Thanks. For several years now, most of my Sundays have begun with Cantatas from the Kuijken.set. But I just made a Tidal playlist of the eight available albums from Montreal Baroque. I will start listening this Sunday.


----------



## Kreisler jr (Apr 21, 2021)

Barbara Schlick was born in 1943. It would not be surprising for her to have been in fresher voice in the 1980s than in the late 1990s or early 2000s. I like the Magnificat with Herreweghe as well as her contributions to other recordings in the late 1980s and early 1990s a lot.


----------



## Marc (Jun 15, 2007)

Kreisler jr said:


> Barbara Schlick was born in 1943. It would not be surprising for her to have been in fresher voice in the 1980s than in the late 1990s or early 2000s. I like the Magnificat with Herreweghe as well as her contributions to other recordings in the late 1980s and early 1990s a lot.


I heard her live a few times around 1985-1987 and she was a very good Bach singer indeed, both 'in the studio' and in concert.

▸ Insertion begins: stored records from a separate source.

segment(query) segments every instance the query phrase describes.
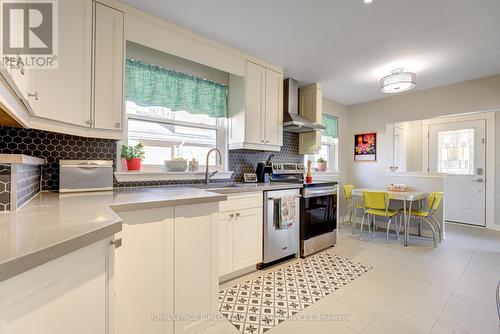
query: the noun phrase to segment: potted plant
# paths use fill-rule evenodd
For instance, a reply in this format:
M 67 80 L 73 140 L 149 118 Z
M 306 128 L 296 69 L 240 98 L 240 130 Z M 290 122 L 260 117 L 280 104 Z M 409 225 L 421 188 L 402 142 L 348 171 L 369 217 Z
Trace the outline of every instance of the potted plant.
M 327 168 L 327 161 L 323 158 L 319 158 L 317 160 L 318 162 L 318 167 L 316 168 L 318 172 L 324 172 L 326 171 Z
M 137 145 L 123 145 L 121 150 L 121 157 L 127 161 L 128 170 L 140 170 L 141 162 L 144 159 L 144 145 L 138 143 Z

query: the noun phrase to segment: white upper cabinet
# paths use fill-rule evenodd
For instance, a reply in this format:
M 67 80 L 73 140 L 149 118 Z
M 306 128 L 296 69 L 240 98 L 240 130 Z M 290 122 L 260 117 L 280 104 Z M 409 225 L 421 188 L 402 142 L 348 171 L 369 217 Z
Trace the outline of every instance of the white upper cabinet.
M 120 139 L 124 13 L 92 0 L 59 1 L 57 13 L 57 68 L 0 69 L 26 107 L 24 125 Z
M 94 127 L 119 130 L 123 110 L 123 12 L 96 3 Z
M 251 61 L 229 78 L 229 149 L 279 151 L 283 144 L 283 75 Z
M 266 69 L 265 140 L 268 145 L 283 145 L 283 75 Z
M 34 70 L 36 116 L 91 125 L 92 1 L 58 2 L 58 68 Z
M 245 141 L 265 144 L 266 69 L 252 62 L 246 72 Z
M 323 113 L 323 89 L 315 83 L 300 88 L 299 113 L 315 123 L 321 124 Z M 321 148 L 321 130 L 299 135 L 299 153 L 316 154 Z

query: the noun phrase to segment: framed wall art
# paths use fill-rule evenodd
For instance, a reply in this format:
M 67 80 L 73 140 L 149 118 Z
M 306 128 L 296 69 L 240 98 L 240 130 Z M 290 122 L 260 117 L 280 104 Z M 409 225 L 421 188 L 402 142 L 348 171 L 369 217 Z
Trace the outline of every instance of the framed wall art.
M 377 133 L 367 132 L 354 135 L 354 161 L 377 161 Z

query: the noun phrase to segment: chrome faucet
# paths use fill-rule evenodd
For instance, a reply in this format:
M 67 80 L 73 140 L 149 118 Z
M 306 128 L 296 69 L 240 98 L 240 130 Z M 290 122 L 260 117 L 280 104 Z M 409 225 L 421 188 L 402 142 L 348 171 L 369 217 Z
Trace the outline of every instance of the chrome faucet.
M 208 172 L 208 159 L 210 158 L 210 153 L 212 153 L 213 151 L 217 152 L 217 154 L 219 155 L 219 165 L 222 164 L 222 154 L 220 153 L 219 149 L 215 147 L 210 149 L 210 151 L 208 151 L 207 153 L 207 162 L 205 165 L 205 184 L 209 184 L 210 178 L 217 173 L 217 171 L 212 173 Z M 215 157 L 215 160 L 217 160 L 217 156 Z

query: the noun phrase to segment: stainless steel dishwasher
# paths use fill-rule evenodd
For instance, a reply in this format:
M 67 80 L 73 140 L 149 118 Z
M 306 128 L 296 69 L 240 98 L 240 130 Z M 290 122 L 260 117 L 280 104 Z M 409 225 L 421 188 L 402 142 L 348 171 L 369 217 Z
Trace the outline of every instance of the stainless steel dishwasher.
M 280 226 L 281 201 L 294 199 L 296 221 Z M 264 192 L 264 264 L 300 252 L 300 190 L 273 190 Z

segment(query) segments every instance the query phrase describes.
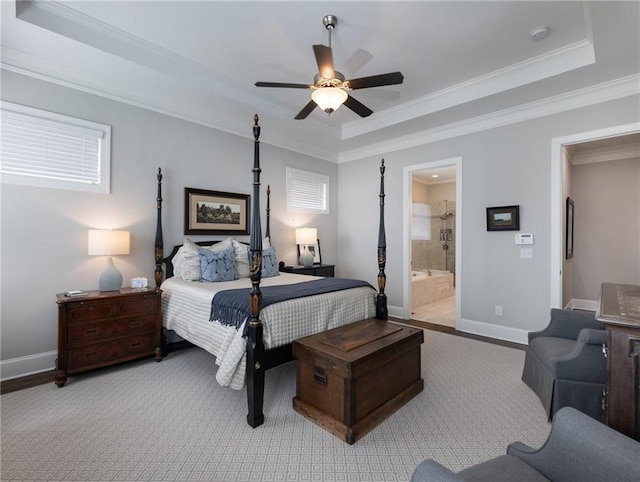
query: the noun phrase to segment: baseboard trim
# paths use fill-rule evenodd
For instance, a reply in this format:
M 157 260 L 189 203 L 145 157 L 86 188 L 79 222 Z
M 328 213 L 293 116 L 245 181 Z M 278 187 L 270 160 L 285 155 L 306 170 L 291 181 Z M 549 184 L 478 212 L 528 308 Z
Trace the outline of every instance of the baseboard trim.
M 509 326 L 494 325 L 483 321 L 460 318 L 456 323 L 456 330 L 487 338 L 496 338 L 498 340 L 519 343 L 521 345 L 527 345 L 529 343 L 529 332 L 527 330 L 511 328 Z
M 0 381 L 26 377 L 53 370 L 56 366 L 57 351 L 37 353 L 0 361 Z
M 572 298 L 565 308 L 567 310 L 598 311 L 598 301 Z

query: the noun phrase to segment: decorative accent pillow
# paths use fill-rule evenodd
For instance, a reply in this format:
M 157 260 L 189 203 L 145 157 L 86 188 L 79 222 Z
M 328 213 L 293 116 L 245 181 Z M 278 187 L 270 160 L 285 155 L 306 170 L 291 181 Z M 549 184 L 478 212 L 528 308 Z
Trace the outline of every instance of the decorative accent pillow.
M 278 258 L 276 257 L 276 248 L 269 247 L 262 250 L 262 277 L 271 278 L 278 276 Z
M 236 279 L 233 246 L 217 252 L 199 248 L 198 254 L 200 255 L 200 269 L 202 270 L 200 281 L 218 282 Z
M 200 247 L 189 238 L 184 240 L 184 244 L 174 257 L 174 269 L 176 264 L 179 269 L 174 271 L 174 276 L 182 275 L 182 279 L 186 281 L 200 281 L 202 279 L 202 269 L 200 266 L 199 249 L 206 249 L 214 253 L 218 253 L 231 247 L 231 238 L 227 238 L 212 246 Z M 180 256 L 179 260 L 178 257 Z

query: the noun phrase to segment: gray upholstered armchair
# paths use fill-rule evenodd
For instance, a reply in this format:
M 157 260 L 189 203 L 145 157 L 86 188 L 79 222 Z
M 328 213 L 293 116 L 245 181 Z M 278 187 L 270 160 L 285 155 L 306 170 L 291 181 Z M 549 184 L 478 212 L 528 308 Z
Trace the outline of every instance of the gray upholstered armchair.
M 637 482 L 640 442 L 571 407 L 556 413 L 549 438 L 534 450 L 520 442 L 507 454 L 454 473 L 433 460 L 413 472 L 412 482 Z
M 549 325 L 529 333 L 522 380 L 549 419 L 568 406 L 604 422 L 606 344 L 605 327 L 590 311 L 552 309 Z

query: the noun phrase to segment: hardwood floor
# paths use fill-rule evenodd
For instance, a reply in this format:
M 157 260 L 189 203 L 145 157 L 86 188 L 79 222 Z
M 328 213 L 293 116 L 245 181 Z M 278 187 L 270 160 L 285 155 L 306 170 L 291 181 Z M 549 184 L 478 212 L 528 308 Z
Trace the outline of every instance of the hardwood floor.
M 24 388 L 35 387 L 36 385 L 44 385 L 45 383 L 53 383 L 56 378 L 55 370 L 27 375 L 26 377 L 12 378 L 0 383 L 0 394 L 15 392 Z

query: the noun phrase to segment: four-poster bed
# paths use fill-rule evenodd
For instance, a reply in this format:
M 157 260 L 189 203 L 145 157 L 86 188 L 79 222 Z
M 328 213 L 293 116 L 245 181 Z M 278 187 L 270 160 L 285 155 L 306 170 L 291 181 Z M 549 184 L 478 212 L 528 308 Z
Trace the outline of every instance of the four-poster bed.
M 386 276 L 386 241 L 384 236 L 384 160 L 380 167 L 380 227 L 378 236 L 378 291 L 366 282 L 318 278 L 290 273 L 276 273 L 265 277 L 263 260 L 270 246 L 270 188 L 267 189 L 266 237 L 262 237 L 260 220 L 260 126 L 254 118 L 253 193 L 251 197 L 251 229 L 248 247 L 236 240 L 185 241 L 163 257 L 162 237 L 162 172 L 158 170 L 157 226 L 155 237 L 155 281 L 163 290 L 163 325 L 174 330 L 181 338 L 200 346 L 216 356 L 220 366 L 216 379 L 232 388 L 247 387 L 247 422 L 257 427 L 264 422 L 263 396 L 265 371 L 293 360 L 292 342 L 303 336 L 343 326 L 367 318 L 387 319 L 384 293 Z M 225 244 L 226 243 L 226 244 Z M 175 272 L 186 250 L 217 249 L 233 246 L 248 258 L 248 277 L 218 283 L 185 281 Z M 225 248 L 226 249 L 226 248 Z M 243 250 L 244 249 L 244 250 Z M 202 251 L 200 251 L 202 252 Z M 181 254 L 182 253 L 182 254 Z M 272 253 L 274 253 L 272 251 Z M 275 254 L 275 253 L 274 253 Z M 186 259 L 186 258 L 185 258 Z M 177 264 L 176 264 L 177 262 Z M 167 279 L 163 281 L 163 263 Z M 277 267 L 277 262 L 275 263 Z M 277 268 L 276 268 L 277 269 Z M 339 283 L 333 285 L 332 283 Z M 250 284 L 249 284 L 250 283 Z M 343 283 L 343 284 L 340 284 Z M 278 290 L 295 288 L 309 292 L 322 285 L 320 294 L 292 296 L 284 301 L 274 300 Z M 325 286 L 330 285 L 330 286 Z M 345 288 L 345 286 L 347 286 Z M 283 288 L 285 287 L 285 288 Z M 278 293 L 280 292 L 278 291 Z M 215 300 L 236 293 L 248 300 L 248 316 L 241 325 L 213 319 L 217 313 Z M 214 306 L 211 305 L 212 299 Z M 268 306 L 267 306 L 268 305 Z M 209 311 L 211 310 L 211 311 Z M 244 311 L 243 311 L 244 313 Z

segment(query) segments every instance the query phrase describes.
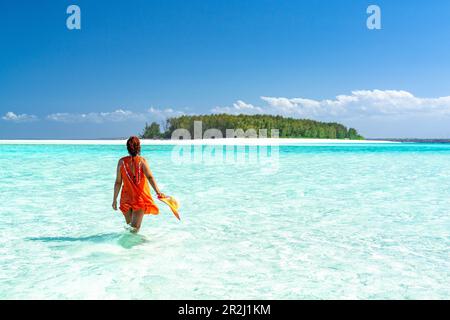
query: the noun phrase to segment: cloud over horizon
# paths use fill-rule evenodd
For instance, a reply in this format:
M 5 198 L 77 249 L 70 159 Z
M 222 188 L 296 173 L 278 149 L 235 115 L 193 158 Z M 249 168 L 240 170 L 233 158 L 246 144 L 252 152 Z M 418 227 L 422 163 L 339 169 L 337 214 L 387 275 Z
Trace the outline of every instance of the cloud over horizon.
M 211 109 L 212 113 L 229 113 L 229 114 L 239 114 L 239 113 L 245 113 L 245 114 L 258 114 L 258 113 L 264 113 L 264 109 L 261 107 L 255 107 L 254 105 L 250 103 L 245 103 L 242 100 L 238 100 L 235 103 L 233 103 L 233 106 L 231 107 L 214 107 Z
M 15 114 L 12 111 L 7 112 L 3 117 L 3 120 L 5 121 L 12 121 L 12 122 L 30 122 L 30 121 L 36 121 L 38 120 L 38 117 L 32 114 Z
M 150 107 L 150 109 L 148 109 L 147 111 L 153 116 L 155 116 L 158 120 L 164 120 L 168 117 L 177 117 L 185 114 L 184 111 L 174 110 L 172 108 L 158 109 Z
M 52 113 L 46 117 L 47 120 L 77 123 L 77 122 L 122 122 L 128 120 L 142 120 L 145 121 L 145 115 L 135 113 L 129 110 L 117 109 L 112 112 L 89 112 L 89 113 Z
M 179 116 L 184 114 L 182 111 L 171 108 L 157 109 L 150 107 L 146 112 L 134 112 L 130 110 L 117 109 L 112 112 L 89 112 L 89 113 L 52 113 L 46 119 L 65 123 L 105 123 L 105 122 L 123 122 L 123 121 L 150 121 L 163 120 L 167 117 Z
M 404 90 L 355 90 L 333 99 L 273 96 L 261 96 L 260 99 L 259 104 L 237 100 L 231 106 L 216 106 L 206 113 L 272 114 L 340 122 L 355 127 L 367 137 L 450 136 L 450 96 L 422 98 Z M 18 125 L 53 122 L 92 126 L 130 121 L 144 124 L 195 114 L 187 113 L 186 110 L 150 107 L 138 112 L 117 109 L 111 112 L 52 113 L 42 117 L 9 111 L 0 120 Z
M 361 117 L 392 117 L 402 115 L 450 115 L 450 96 L 419 98 L 403 90 L 358 90 L 335 99 L 315 100 L 262 96 L 263 106 L 241 100 L 232 107 L 215 107 L 213 113 L 267 113 L 316 119 L 351 119 Z

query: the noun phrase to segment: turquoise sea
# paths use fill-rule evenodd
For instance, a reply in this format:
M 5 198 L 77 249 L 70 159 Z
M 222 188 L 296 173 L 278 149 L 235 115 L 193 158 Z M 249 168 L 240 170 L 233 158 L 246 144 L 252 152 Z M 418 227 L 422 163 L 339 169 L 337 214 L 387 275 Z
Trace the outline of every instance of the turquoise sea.
M 450 145 L 274 154 L 144 146 L 182 220 L 161 203 L 132 235 L 111 208 L 124 147 L 0 145 L 0 298 L 450 298 Z

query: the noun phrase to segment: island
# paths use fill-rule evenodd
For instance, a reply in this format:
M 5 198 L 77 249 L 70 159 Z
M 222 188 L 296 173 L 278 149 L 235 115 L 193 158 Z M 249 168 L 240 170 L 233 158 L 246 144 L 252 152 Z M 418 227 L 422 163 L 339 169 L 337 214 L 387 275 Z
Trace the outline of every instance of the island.
M 271 130 L 275 129 L 278 130 L 279 138 L 364 140 L 364 137 L 358 134 L 356 129 L 347 128 L 340 123 L 262 114 L 209 114 L 171 117 L 163 124 L 163 130 L 157 122 L 146 124 L 141 138 L 170 139 L 172 133 L 177 129 L 185 129 L 189 131 L 191 137 L 194 137 L 194 126 L 197 121 L 201 122 L 202 135 L 209 129 L 216 129 L 222 133 L 223 137 L 227 137 L 227 129 L 241 129 L 241 132 L 244 133 L 248 133 L 249 130 L 258 133 L 260 130 L 267 130 L 270 137 Z

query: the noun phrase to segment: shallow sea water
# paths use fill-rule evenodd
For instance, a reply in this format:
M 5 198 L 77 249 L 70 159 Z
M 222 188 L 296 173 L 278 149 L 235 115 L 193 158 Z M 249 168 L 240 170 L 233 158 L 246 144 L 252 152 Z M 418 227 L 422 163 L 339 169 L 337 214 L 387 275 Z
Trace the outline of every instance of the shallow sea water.
M 124 151 L 0 145 L 1 299 L 450 297 L 450 145 L 143 146 L 182 221 L 159 203 L 138 235 L 111 209 Z

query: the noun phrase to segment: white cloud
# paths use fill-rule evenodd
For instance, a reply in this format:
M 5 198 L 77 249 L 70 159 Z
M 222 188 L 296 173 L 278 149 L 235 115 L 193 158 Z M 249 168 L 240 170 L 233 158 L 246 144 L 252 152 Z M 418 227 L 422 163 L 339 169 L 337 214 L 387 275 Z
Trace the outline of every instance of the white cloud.
M 53 113 L 47 116 L 48 120 L 74 123 L 74 122 L 122 122 L 122 121 L 145 121 L 146 115 L 129 110 L 118 109 L 112 112 L 90 112 L 90 113 Z
M 264 105 L 238 100 L 232 107 L 215 107 L 212 113 L 277 114 L 316 119 L 350 119 L 402 115 L 450 115 L 450 96 L 419 98 L 402 90 L 359 90 L 334 99 L 315 100 L 262 96 Z
M 360 90 L 335 99 L 261 97 L 265 111 L 300 117 L 450 115 L 450 96 L 419 98 L 401 90 Z
M 256 107 L 252 104 L 238 100 L 233 103 L 232 107 L 215 107 L 211 110 L 212 113 L 229 113 L 229 114 L 256 114 L 264 113 L 264 109 Z
M 152 116 L 161 119 L 166 119 L 169 117 L 177 117 L 184 115 L 185 113 L 183 111 L 174 110 L 172 108 L 166 108 L 166 109 L 157 109 L 150 107 L 150 109 L 147 110 Z
M 12 122 L 30 122 L 30 121 L 36 121 L 38 120 L 38 117 L 31 114 L 15 114 L 14 112 L 7 112 L 3 117 L 3 120 L 5 121 L 12 121 Z
M 404 116 L 450 116 L 450 96 L 436 98 L 416 97 L 402 90 L 357 90 L 333 99 L 316 100 L 305 97 L 261 97 L 261 105 L 237 100 L 231 106 L 217 106 L 212 113 L 275 114 L 296 118 L 344 121 L 351 119 L 393 119 Z M 186 114 L 172 108 L 151 107 L 143 112 L 117 109 L 112 112 L 53 113 L 50 121 L 66 123 L 105 123 L 123 121 L 162 121 L 168 117 Z M 35 115 L 7 112 L 5 121 L 28 122 L 38 120 Z
M 123 122 L 123 121 L 151 121 L 163 120 L 168 117 L 183 115 L 183 111 L 171 108 L 156 109 L 151 107 L 145 112 L 133 112 L 129 110 L 118 109 L 112 112 L 89 112 L 89 113 L 67 113 L 59 112 L 49 114 L 47 120 L 65 122 L 65 123 L 105 123 L 105 122 Z

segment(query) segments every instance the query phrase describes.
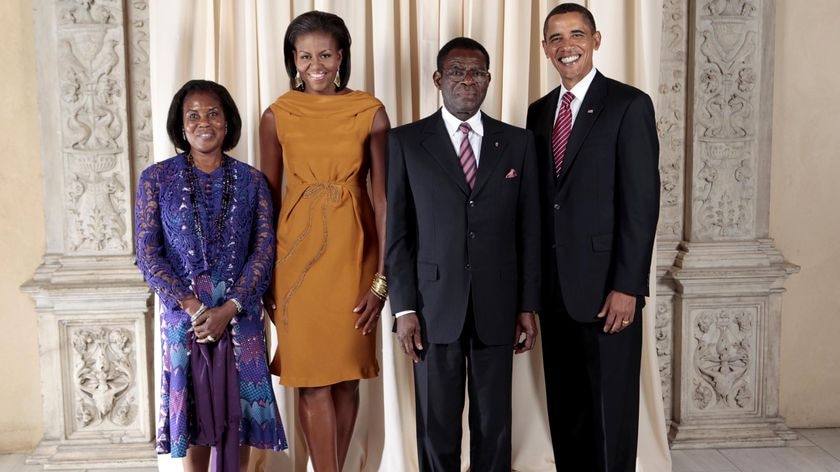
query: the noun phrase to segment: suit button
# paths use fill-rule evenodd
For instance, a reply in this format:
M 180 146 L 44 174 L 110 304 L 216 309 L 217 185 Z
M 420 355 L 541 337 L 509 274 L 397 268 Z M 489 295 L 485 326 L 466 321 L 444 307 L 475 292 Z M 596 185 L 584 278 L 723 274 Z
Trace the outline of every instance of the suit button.
M 472 231 L 470 231 L 470 239 L 475 239 L 475 233 L 473 233 Z
M 552 245 L 551 245 L 551 249 L 557 249 L 557 245 L 556 245 L 556 244 L 552 244 Z
M 470 203 L 469 203 L 469 205 L 470 205 L 470 208 L 472 208 L 472 207 L 474 207 L 474 206 L 475 206 L 475 201 L 473 201 L 473 200 L 470 200 Z
M 559 210 L 559 209 L 560 209 L 560 204 L 559 204 L 559 203 L 555 203 L 555 204 L 554 204 L 554 209 L 555 209 L 555 210 Z
M 464 265 L 464 269 L 472 270 L 472 266 L 469 264 Z

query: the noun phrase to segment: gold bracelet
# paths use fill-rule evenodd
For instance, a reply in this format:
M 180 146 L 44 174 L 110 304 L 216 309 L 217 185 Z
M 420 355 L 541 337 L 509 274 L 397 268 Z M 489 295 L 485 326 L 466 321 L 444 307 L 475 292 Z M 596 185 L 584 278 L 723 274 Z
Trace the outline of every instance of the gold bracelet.
M 370 291 L 380 300 L 388 298 L 388 279 L 377 272 L 373 275 L 373 282 L 370 284 Z

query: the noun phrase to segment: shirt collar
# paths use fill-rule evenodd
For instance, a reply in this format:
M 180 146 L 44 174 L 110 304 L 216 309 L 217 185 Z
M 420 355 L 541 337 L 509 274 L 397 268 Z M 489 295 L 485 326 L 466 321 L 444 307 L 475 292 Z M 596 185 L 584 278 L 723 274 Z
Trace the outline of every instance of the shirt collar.
M 443 117 L 443 124 L 446 126 L 446 132 L 449 133 L 449 136 L 454 136 L 455 133 L 458 133 L 458 127 L 461 126 L 460 118 L 456 117 L 452 113 L 449 113 L 449 110 L 446 107 L 440 107 L 440 114 Z M 484 137 L 484 124 L 481 122 L 481 111 L 477 112 L 475 115 L 469 117 L 466 123 L 470 125 L 472 128 L 473 133 Z
M 586 75 L 580 79 L 580 82 L 575 84 L 571 90 L 566 90 L 566 87 L 563 86 L 562 82 L 560 83 L 560 100 L 563 99 L 563 94 L 566 92 L 572 92 L 572 95 L 575 96 L 575 100 L 580 100 L 583 102 L 583 97 L 586 96 L 586 92 L 589 90 L 589 86 L 592 85 L 592 81 L 595 80 L 595 73 L 598 72 L 598 69 L 592 68 Z M 558 102 L 559 103 L 559 102 Z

IIRC, after those first volumes, Koopman himself told a Dutch newspaper or magazine that Schlick, whom he had always admired a lot, was having difficulties with the higher pitch for the Mühlhausen and Weimar cantatas. (Koopman did them in choir pitch instead of chamber pitch.)
Therefore he switched to his 'own' sopranos and, after that, kept on working with younger singers indeed.


----------



## Bruckner Anton (Mar 10, 2016)

My favorite is Karl Richter's set, though his interpretation does not fit modern HIP-influenced audience well.


----------